Paper No. 18
Presentation Time: 1:30 PM


MUKHERJEE, Arindam, University, MS 38677 and ZACHOS, Louis G., Geology and Geological Engineering, University of Mississippi, 118G Carrier Hall, Oxford, MS 38677,

Sinkholes can be considered as a subset of depression contours. This study automates the identification of depression contours using a methodology based on the currently available set of tools in ArcGIS and predicts sinkhole occurrences based on prior/additional knowledge of the study area in Nixa, southwest Missouri.

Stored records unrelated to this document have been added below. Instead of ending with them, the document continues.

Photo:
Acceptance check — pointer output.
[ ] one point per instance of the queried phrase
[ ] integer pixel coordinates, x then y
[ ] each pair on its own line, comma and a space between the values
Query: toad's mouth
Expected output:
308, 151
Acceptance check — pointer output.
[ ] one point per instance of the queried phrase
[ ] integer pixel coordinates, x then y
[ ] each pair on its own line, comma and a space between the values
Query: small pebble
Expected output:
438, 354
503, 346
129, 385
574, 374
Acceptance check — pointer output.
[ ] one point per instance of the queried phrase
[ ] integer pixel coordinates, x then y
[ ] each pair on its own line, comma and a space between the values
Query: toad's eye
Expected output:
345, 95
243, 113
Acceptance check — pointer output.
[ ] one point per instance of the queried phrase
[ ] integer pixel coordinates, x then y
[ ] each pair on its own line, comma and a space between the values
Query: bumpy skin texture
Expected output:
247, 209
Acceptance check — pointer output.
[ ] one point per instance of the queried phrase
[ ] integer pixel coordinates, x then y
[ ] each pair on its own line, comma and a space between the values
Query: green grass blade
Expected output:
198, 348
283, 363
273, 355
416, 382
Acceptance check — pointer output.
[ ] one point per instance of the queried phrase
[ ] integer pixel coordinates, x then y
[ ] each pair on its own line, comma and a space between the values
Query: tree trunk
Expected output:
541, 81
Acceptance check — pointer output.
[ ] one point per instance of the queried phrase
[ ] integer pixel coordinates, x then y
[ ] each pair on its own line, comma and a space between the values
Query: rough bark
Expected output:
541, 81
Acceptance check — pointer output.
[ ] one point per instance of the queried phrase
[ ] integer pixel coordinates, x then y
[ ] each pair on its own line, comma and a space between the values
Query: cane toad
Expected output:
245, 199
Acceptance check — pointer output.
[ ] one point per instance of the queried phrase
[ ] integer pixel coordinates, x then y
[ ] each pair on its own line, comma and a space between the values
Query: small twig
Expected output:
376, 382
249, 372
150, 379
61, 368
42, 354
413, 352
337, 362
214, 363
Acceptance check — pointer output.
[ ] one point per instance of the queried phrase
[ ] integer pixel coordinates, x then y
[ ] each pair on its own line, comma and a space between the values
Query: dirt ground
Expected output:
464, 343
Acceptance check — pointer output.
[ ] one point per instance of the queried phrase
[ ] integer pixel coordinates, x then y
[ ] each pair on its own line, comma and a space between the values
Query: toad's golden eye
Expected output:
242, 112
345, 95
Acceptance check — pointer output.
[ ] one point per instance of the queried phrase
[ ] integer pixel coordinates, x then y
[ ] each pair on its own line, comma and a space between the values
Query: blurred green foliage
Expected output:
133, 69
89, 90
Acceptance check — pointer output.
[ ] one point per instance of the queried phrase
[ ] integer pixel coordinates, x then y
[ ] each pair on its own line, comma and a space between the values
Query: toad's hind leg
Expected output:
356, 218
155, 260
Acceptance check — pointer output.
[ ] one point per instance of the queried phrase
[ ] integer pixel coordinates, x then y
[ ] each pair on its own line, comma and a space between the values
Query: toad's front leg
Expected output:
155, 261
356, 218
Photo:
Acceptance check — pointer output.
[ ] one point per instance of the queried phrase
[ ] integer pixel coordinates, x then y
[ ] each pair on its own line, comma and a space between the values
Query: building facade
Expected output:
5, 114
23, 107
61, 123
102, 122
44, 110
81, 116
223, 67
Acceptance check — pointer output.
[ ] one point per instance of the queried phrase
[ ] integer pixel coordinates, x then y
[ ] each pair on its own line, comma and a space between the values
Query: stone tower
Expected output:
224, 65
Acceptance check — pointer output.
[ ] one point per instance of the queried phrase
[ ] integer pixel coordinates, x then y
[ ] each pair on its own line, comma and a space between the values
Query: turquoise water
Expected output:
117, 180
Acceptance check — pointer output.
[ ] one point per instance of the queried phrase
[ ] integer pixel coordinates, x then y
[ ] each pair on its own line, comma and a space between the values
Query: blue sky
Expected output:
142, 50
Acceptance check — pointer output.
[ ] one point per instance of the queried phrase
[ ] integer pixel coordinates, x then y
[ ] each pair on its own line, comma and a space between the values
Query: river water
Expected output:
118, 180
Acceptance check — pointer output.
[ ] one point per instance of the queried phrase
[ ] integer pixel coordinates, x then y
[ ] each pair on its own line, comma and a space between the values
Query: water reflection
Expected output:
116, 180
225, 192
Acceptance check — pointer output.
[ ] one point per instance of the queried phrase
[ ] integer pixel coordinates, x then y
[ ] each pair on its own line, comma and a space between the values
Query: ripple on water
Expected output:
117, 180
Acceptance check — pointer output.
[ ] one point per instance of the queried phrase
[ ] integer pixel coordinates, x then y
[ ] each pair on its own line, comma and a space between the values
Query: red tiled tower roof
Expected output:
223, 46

The tool takes a Digital Elevation Model (DEM) as primary input data and uses DEM subtraction as the primary method to delineate depression contours. The two DEMs used in this study had a resolution of 10m (source: MSDIS) and 6 inches (derived from LiDAR, source: USGS). First, a contour file is generated from the input DEM and then the local minima of the DEM are filled. A second set of contours are generated from the filled DEM. Based on these two contour sets and locations, the group of closed contours that are completely within the filled area are selected as depression contours. Spatial features such as perimeter, area, maximum depth and volume help to detect true sinkholes based on site specific criteria. In this case, the prior knowledge of the average sinkhole area in the study area (already in the database) was chosen to select the group of sinkholes. After the depression contours were selected, they were converted into polygons and their area calculated. Then the sinkholes were extracted based on the threshold of known average area of the existing sinkholes.

The model/tool successfully predicted the sinkholes that are already in the database of state of Missouri (MODNR) for the area (total of 217) using both high and lower resolution DEM and contour interval. In addition to that, the model delineated several closed depressions which could be the future locations of sinkholes.